Where do good ideas come from? The vast majority of people want to be more creative, develop better concepts, and belong to innovative teams and organizations. Unfortunately, there is no route or interface to access Platon’s topus uranus; the place where pure ideas and perfect archetypes exist. In return, the human being has a natural inclination to empathy, allowing him to recognize problems that are worth solving, focusing his attention to produce ideas of arbitrary solution. Some were capricious, others “clever,” and some brilliant. But for life and for business, any of them have the same value: none. Only when ideas are set in motion, incubated, and tested, they evolve to the level of an actionable, executable, and validated concept, acquiring value. Between the idea and the execution, there is experimentation.

In the previous chapter, the importance of swiftly experimenting with new concepts was discussed; in most cases using the prototype, as an instrument par excellence, to test the assumptions behind a promising business idea. In this chapter, the focus is on actual experimentation, without being able to subtract the influence of the prototype in its execution from the hypotheses of the project.

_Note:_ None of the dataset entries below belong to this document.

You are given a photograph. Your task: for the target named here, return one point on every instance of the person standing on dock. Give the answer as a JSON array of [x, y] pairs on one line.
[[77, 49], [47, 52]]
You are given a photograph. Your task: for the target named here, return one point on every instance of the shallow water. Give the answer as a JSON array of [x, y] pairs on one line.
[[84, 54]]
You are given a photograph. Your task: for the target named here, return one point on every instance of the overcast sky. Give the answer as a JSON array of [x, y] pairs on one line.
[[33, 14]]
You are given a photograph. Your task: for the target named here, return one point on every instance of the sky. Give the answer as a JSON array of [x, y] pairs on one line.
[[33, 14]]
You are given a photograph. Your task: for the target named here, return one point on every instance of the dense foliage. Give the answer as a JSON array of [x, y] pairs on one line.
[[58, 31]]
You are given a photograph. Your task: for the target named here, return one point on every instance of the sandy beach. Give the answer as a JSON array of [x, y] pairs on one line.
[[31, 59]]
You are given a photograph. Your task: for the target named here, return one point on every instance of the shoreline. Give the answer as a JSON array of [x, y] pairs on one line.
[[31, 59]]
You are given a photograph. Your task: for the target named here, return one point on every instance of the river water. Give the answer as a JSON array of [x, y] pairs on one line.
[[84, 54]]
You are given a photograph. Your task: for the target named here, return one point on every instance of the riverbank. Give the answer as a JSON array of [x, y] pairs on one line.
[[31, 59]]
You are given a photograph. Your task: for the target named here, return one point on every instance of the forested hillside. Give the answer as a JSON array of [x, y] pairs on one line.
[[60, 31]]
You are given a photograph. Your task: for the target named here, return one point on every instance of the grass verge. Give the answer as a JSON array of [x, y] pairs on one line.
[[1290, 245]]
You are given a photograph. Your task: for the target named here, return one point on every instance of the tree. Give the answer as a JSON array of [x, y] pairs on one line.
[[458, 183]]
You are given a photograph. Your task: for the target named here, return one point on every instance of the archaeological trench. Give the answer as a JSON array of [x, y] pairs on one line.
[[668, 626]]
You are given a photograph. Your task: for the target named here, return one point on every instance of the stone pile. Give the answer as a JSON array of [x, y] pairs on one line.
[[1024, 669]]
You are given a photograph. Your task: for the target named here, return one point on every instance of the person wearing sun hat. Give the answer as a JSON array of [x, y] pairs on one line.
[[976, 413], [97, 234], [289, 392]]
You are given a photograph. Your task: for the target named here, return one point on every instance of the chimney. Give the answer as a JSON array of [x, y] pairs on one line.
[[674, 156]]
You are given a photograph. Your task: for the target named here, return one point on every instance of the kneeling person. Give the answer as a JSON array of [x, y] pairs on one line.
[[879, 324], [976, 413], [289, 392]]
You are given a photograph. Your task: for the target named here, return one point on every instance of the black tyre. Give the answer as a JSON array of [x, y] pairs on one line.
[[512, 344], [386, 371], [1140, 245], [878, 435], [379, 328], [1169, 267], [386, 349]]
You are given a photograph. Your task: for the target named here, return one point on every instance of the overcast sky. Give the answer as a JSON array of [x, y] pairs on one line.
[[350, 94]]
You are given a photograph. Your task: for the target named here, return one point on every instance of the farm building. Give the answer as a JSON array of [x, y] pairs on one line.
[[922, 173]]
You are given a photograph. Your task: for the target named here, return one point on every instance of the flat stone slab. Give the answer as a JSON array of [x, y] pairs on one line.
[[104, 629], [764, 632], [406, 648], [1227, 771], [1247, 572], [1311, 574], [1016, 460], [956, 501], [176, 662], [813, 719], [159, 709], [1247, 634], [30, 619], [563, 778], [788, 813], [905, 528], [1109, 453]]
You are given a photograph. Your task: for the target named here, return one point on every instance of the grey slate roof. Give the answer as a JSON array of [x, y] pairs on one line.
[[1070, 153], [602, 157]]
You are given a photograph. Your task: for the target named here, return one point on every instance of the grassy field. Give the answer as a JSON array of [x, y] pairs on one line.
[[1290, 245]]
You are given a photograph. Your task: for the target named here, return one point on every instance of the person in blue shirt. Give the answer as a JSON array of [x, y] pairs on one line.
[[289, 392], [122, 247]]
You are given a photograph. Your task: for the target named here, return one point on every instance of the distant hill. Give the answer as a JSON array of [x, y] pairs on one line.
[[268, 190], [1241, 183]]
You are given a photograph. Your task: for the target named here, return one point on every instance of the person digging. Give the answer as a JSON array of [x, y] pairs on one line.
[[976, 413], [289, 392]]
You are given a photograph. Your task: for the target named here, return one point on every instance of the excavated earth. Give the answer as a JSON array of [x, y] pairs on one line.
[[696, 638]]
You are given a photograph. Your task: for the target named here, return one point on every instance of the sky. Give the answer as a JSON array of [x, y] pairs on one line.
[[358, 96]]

At the end of 2007, Grupo Elektra announced an agreement with First Automobile Works Group (FAW Group), to commercialize automobiles of the biggest automobile company of China. The target market was new customers for the automotive industry. The agreement contemplated the construction of an assembly plant in Michoacan, México for 2010, with a capacity of 100 thousand units annually (GrupoElektra, 2007), thereby satisfying the regulation to import cars exempting the tariff. Two years later, according to the 2009 Annual Report and in a standing note, Grupo Elektra stated: “Derived from the global economic contraction and in the automotive sector and due to the delay in the construction of the automotive plant in Michoacan, his registration as a vehicles producer was canceled” (GrupoElektra, 2009). In other words, the project was canceled. In the fourth quarter 2009 earnings release, the bold initiative was in discontinued operations, with a charge of 276 million pesos, plus a charge for the same concept in 2008, for 78 million pesos. (GrupoElektra, 2009) What went wrong? Without a shred of a doubt, the selected year for the introduction of the FAW was a complicated one for such a strategic move: The fall in car sales to the public was the second biggest issue, only behind the crisis of 1995, with one difference: Then, the collapse affected Mexico exclusively. On this occasion, the fall was in the hands of the North American market (Secretary of Economics, 2012) and the global recession. Under these conditions, the investment flows of the plant in Michoacan began to be delayed, bordering on the Ministry of Economy to cancel the permit for the import of vehicles without tariffs. Other reasons, closer to managing the initiative, were related to Elektra’s lack of experience in automobile distribution and the inability of the vehicle to meet environmental and safety standards for the United States market, the main objective for output production of the assembler. In fact, the reasons were of a different nature: it is estimated that the sale of FAW vehicles was in the order of 5,000 units in two years (Sanchez, 2014), a ridiculous amount compared to the 100,000 units planned for the Michoacan plant. The product was for “new buyers” of cars, which in the context of the Grupo Elektra, means the first purchaser of an automobile throughout the “family lineage.”